0

I am converting pdfs to text and got this code off a previous post:

Extracting text from a PDF file using PDFMiner in python?

When I print(text) it has done exactly what I want, but then I need to save this to a text file, which is when I get the above error.

The code follows exactly the first answer on the linked question. Then I:

text = convert_pdf_to_txt("GMCA ECON.pdf")

file = open('GMCAECON.txt', 'w', 'utf-8')
file.write(text)

---------------------------------------------------------------------------
TypeError                                 Traceback (most recent call last)
<ipython-input-5-ebc6b7708d93> in <module>
----> 1 file = open('GMCAECON.txt', 'w', 'utf-8')
  2 file.write(text)

TypeError: an integer is required (got type str)

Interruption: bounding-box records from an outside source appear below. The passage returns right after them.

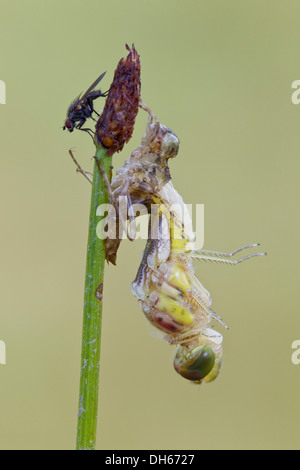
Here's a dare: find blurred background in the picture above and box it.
[0,0,300,450]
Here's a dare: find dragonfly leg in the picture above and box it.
[186,252,267,265]
[194,243,259,258]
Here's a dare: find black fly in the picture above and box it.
[63,72,108,133]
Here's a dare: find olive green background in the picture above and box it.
[0,0,300,450]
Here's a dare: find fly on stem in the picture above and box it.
[65,45,141,450]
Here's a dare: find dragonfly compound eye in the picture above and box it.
[174,345,216,383]
[161,132,179,158]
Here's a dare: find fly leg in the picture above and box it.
[69,149,92,183]
[76,119,94,142]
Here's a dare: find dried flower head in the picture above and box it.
[95,44,141,155]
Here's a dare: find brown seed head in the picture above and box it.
[95,44,141,155]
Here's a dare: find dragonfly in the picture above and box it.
[102,105,266,384]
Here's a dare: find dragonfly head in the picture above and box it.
[161,129,179,158]
[174,345,221,384]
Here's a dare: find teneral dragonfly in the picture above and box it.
[102,105,265,383]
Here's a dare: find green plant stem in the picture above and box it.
[76,147,112,450]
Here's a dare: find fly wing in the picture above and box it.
[81,72,106,101]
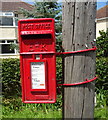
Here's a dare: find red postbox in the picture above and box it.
[18,18,56,103]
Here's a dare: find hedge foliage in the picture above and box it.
[1,58,62,98]
[1,58,21,97]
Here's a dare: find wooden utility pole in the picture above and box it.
[63,2,96,119]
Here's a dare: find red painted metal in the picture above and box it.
[56,46,97,55]
[58,77,98,86]
[18,18,56,103]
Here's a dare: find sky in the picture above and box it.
[22,0,108,10]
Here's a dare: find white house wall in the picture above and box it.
[96,19,108,38]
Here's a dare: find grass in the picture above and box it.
[2,94,108,120]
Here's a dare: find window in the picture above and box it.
[0,40,18,54]
[0,12,18,26]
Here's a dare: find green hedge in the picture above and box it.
[1,58,21,97]
[96,57,108,90]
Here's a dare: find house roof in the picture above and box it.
[2,0,33,12]
[96,5,108,19]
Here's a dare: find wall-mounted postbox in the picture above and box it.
[18,18,56,103]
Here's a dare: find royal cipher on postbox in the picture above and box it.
[18,18,56,103]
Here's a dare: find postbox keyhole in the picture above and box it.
[35,55,40,60]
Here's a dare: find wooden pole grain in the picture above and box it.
[62,2,96,119]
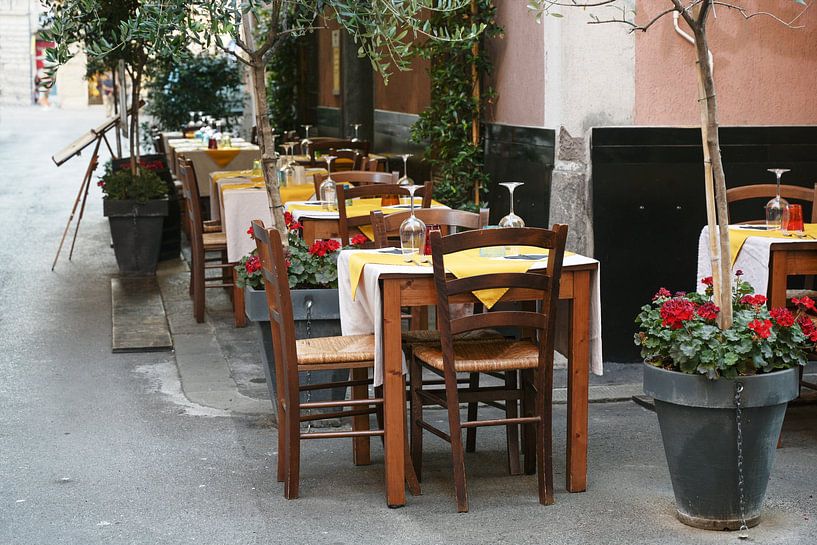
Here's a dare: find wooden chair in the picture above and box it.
[329,148,363,172]
[312,170,400,195]
[371,208,521,464]
[410,225,567,512]
[726,184,817,224]
[178,158,246,327]
[332,181,434,246]
[252,220,419,499]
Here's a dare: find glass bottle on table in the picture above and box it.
[319,155,338,211]
[400,184,426,261]
[766,168,791,229]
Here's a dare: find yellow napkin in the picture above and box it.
[210,170,255,182]
[205,148,241,168]
[349,252,416,301]
[729,223,817,266]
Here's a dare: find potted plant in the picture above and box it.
[235,212,367,417]
[97,168,168,275]
[635,271,817,530]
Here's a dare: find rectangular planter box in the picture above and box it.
[244,287,349,420]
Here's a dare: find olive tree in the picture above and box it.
[528,0,809,329]
[43,0,189,175]
[185,0,482,240]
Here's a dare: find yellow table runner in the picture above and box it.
[349,246,574,308]
[205,148,241,167]
[729,223,817,266]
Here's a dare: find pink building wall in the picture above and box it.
[635,0,817,125]
[485,0,545,127]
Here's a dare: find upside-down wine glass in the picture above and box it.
[766,168,791,229]
[301,125,312,155]
[400,184,426,261]
[320,155,338,210]
[349,123,363,142]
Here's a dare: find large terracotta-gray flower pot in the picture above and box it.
[644,364,799,530]
[102,199,168,276]
[244,287,349,420]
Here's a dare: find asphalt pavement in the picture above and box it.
[0,107,817,545]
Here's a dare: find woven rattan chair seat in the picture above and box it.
[414,341,539,373]
[296,335,374,365]
[403,329,505,346]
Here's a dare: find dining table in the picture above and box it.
[697,223,817,302]
[338,246,603,507]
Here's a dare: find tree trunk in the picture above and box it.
[251,59,287,239]
[692,24,732,329]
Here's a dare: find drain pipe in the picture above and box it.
[672,11,715,73]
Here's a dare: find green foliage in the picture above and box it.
[97,167,167,202]
[635,276,817,379]
[411,0,501,210]
[145,54,243,130]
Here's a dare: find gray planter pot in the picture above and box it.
[244,287,349,420]
[102,199,168,276]
[644,364,799,530]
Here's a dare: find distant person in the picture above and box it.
[101,72,114,117]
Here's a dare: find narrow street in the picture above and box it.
[0,107,817,545]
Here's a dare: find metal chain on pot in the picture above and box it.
[735,382,749,539]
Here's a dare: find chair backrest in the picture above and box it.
[333,181,434,245]
[371,208,488,248]
[252,220,298,415]
[309,138,369,165]
[726,184,817,223]
[329,148,363,172]
[176,157,204,255]
[312,170,400,197]
[430,224,567,370]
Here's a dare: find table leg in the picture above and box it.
[769,251,788,308]
[383,279,406,507]
[565,271,590,492]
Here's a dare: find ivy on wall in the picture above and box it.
[411,0,502,210]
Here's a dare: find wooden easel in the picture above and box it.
[51,117,119,271]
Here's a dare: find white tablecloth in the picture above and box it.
[338,250,604,386]
[696,226,802,295]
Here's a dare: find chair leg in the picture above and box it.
[409,355,423,481]
[535,365,554,505]
[445,370,468,513]
[351,369,372,466]
[233,269,247,327]
[465,373,479,452]
[522,369,536,475]
[505,371,522,475]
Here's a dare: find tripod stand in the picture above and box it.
[51,117,119,271]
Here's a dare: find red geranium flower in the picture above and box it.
[749,319,772,339]
[791,297,817,312]
[652,288,672,301]
[660,299,695,329]
[740,295,766,307]
[244,255,261,274]
[769,308,792,327]
[696,303,721,320]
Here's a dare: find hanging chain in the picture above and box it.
[299,299,313,432]
[735,382,749,539]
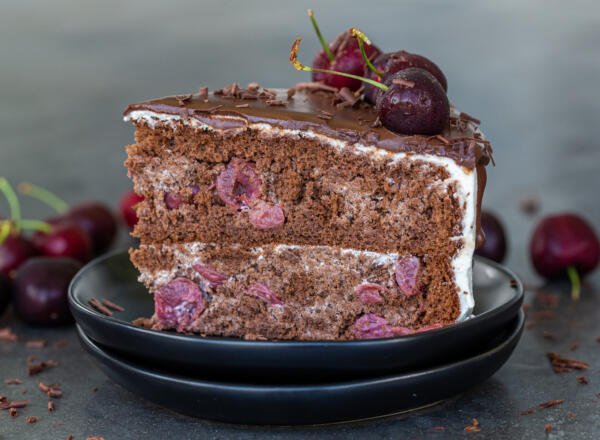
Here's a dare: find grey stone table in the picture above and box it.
[0,0,600,440]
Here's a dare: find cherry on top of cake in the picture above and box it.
[123,82,491,168]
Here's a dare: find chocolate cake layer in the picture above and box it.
[131,242,460,340]
[125,85,491,340]
[127,123,468,256]
[124,87,491,168]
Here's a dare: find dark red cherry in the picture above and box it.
[66,202,117,254]
[365,50,448,104]
[312,30,381,91]
[377,68,450,135]
[0,273,12,318]
[119,191,144,229]
[530,213,600,278]
[0,234,39,278]
[475,211,506,263]
[363,52,392,104]
[35,222,92,263]
[13,257,81,325]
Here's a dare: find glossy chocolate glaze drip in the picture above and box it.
[124,90,491,168]
[123,88,492,247]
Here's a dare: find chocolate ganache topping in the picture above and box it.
[124,83,492,169]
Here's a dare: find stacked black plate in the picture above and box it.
[69,252,524,425]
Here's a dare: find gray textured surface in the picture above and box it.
[0,0,600,439]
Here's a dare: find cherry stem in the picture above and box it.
[19,219,52,234]
[18,182,69,214]
[307,9,335,61]
[350,28,384,78]
[0,177,21,232]
[567,266,581,301]
[0,220,11,246]
[290,37,389,92]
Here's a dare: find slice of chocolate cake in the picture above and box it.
[125,83,490,340]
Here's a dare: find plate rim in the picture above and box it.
[75,310,525,392]
[68,249,524,348]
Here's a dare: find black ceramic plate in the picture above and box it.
[79,311,525,425]
[69,252,523,383]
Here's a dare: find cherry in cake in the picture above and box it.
[124,16,491,340]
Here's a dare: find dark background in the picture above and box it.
[0,0,600,438]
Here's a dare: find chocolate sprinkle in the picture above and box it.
[27,356,58,376]
[265,99,287,107]
[175,93,193,106]
[538,399,564,409]
[392,78,415,89]
[547,352,589,373]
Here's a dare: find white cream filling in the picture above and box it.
[124,108,483,321]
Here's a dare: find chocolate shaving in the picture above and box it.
[392,78,415,89]
[131,318,152,328]
[294,82,338,92]
[204,104,223,113]
[0,327,19,342]
[538,399,564,409]
[458,112,481,125]
[240,92,258,100]
[25,339,48,348]
[265,99,287,107]
[38,382,62,399]
[4,378,23,385]
[338,87,358,107]
[88,298,112,316]
[547,352,589,373]
[175,93,193,106]
[27,356,58,376]
[434,134,450,145]
[102,299,125,312]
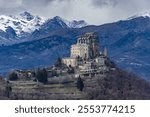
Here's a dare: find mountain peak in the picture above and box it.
[128,12,150,20]
[20,11,34,21]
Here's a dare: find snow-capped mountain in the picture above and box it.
[128,12,150,20]
[0,12,46,36]
[0,12,88,36]
[0,12,88,46]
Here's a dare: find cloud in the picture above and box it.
[0,0,150,24]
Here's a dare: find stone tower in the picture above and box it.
[77,32,100,59]
[104,47,108,57]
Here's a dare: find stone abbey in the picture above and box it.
[62,32,108,73]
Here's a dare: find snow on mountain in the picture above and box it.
[0,12,88,37]
[0,12,46,36]
[50,16,88,28]
[128,12,150,20]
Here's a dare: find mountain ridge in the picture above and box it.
[0,11,150,79]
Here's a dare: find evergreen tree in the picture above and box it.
[77,76,84,91]
[8,72,18,81]
[55,57,62,67]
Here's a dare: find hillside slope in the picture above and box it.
[0,68,150,100]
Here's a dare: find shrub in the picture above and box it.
[8,72,18,81]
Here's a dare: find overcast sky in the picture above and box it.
[0,0,150,24]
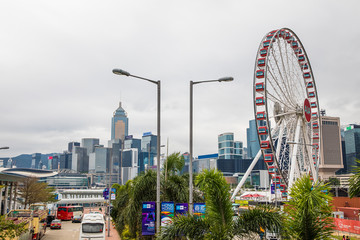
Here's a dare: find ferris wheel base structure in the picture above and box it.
[231,28,321,200]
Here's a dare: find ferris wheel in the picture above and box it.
[253,28,321,198]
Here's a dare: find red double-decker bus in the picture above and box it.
[56,206,84,220]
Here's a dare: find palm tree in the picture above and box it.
[285,175,333,240]
[111,170,200,239]
[349,159,360,198]
[159,170,281,240]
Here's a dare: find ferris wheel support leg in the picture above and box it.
[231,149,262,199]
[288,117,301,190]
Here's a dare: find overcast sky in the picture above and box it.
[0,0,360,157]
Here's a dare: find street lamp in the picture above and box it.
[113,69,161,233]
[189,77,234,215]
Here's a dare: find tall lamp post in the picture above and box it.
[189,77,234,215]
[113,69,161,233]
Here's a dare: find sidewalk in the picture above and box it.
[84,207,120,240]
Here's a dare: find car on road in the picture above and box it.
[50,219,61,229]
[46,215,55,227]
[71,215,82,223]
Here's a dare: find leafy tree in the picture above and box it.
[19,177,57,208]
[164,152,185,181]
[0,216,27,240]
[327,178,340,186]
[285,175,333,240]
[159,170,281,240]
[111,170,201,239]
[234,206,283,239]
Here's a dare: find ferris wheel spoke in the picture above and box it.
[266,92,288,109]
[269,61,293,108]
[277,40,290,81]
[289,117,301,189]
[271,48,292,104]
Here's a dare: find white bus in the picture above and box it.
[79,213,105,240]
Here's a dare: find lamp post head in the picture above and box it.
[218,77,234,82]
[113,68,130,76]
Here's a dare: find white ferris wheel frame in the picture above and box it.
[232,28,321,201]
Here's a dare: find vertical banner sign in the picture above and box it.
[103,188,109,200]
[271,184,275,194]
[176,203,189,216]
[193,203,206,218]
[141,202,156,236]
[161,202,175,227]
[110,188,116,200]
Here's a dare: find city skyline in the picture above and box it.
[0,0,360,157]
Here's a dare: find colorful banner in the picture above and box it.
[176,203,189,215]
[161,202,175,227]
[334,218,360,234]
[193,203,206,218]
[142,202,156,235]
[235,200,249,206]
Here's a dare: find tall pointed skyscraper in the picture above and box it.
[111,102,129,140]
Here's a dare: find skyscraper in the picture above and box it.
[111,102,129,140]
[246,120,260,158]
[313,116,344,179]
[218,133,234,159]
[343,124,360,173]
[218,133,243,159]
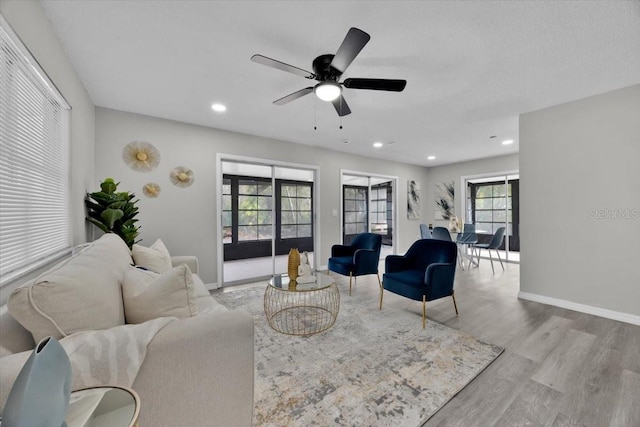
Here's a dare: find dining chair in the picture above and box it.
[472,227,505,274]
[456,224,478,268]
[420,224,432,239]
[431,227,453,242]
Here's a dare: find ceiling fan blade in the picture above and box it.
[251,55,316,79]
[331,27,371,73]
[331,95,351,117]
[342,79,407,92]
[273,87,313,105]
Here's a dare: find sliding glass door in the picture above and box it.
[219,161,315,285]
[466,174,520,261]
[342,171,396,253]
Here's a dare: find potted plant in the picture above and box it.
[85,178,140,249]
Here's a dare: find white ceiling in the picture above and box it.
[42,0,640,166]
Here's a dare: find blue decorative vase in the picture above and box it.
[2,337,71,427]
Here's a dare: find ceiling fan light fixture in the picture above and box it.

I'm afraid it's probably something really simple but I can't figure it out. I want it to write the text to a text file with the same name, which I can then do further analysis on. Thanks.

Rachel9866
  • 121
  • 1
  • 11

2 Answers2

2

The problem is your third argument. Third positional argument accepted by open is buffering, not encoding.

Call open like this:

open('GMCAECON.txt', 'w', encoding='utf-8')

and your problem should go away.

matevzpoljanc
  • 211
  • 2
  • 11
1

when you do file = open('GMCAECON.txt', 'w', 'utf-8') you pass positional arguments to open(). Third argument you pass is encoding, however the third argument it expect is buffering. You need to pass encoding as keyword argument, e.g. file = open('GMCAECON.txt', 'w', encoding='utf-8')

Note that it's much better is to use with context manager

with open('GMCAECON.txt', 'w', encoding='utf-8') as f:
    f.write(text)
buran
  • 13,682
  • 10
  • 36
  • 61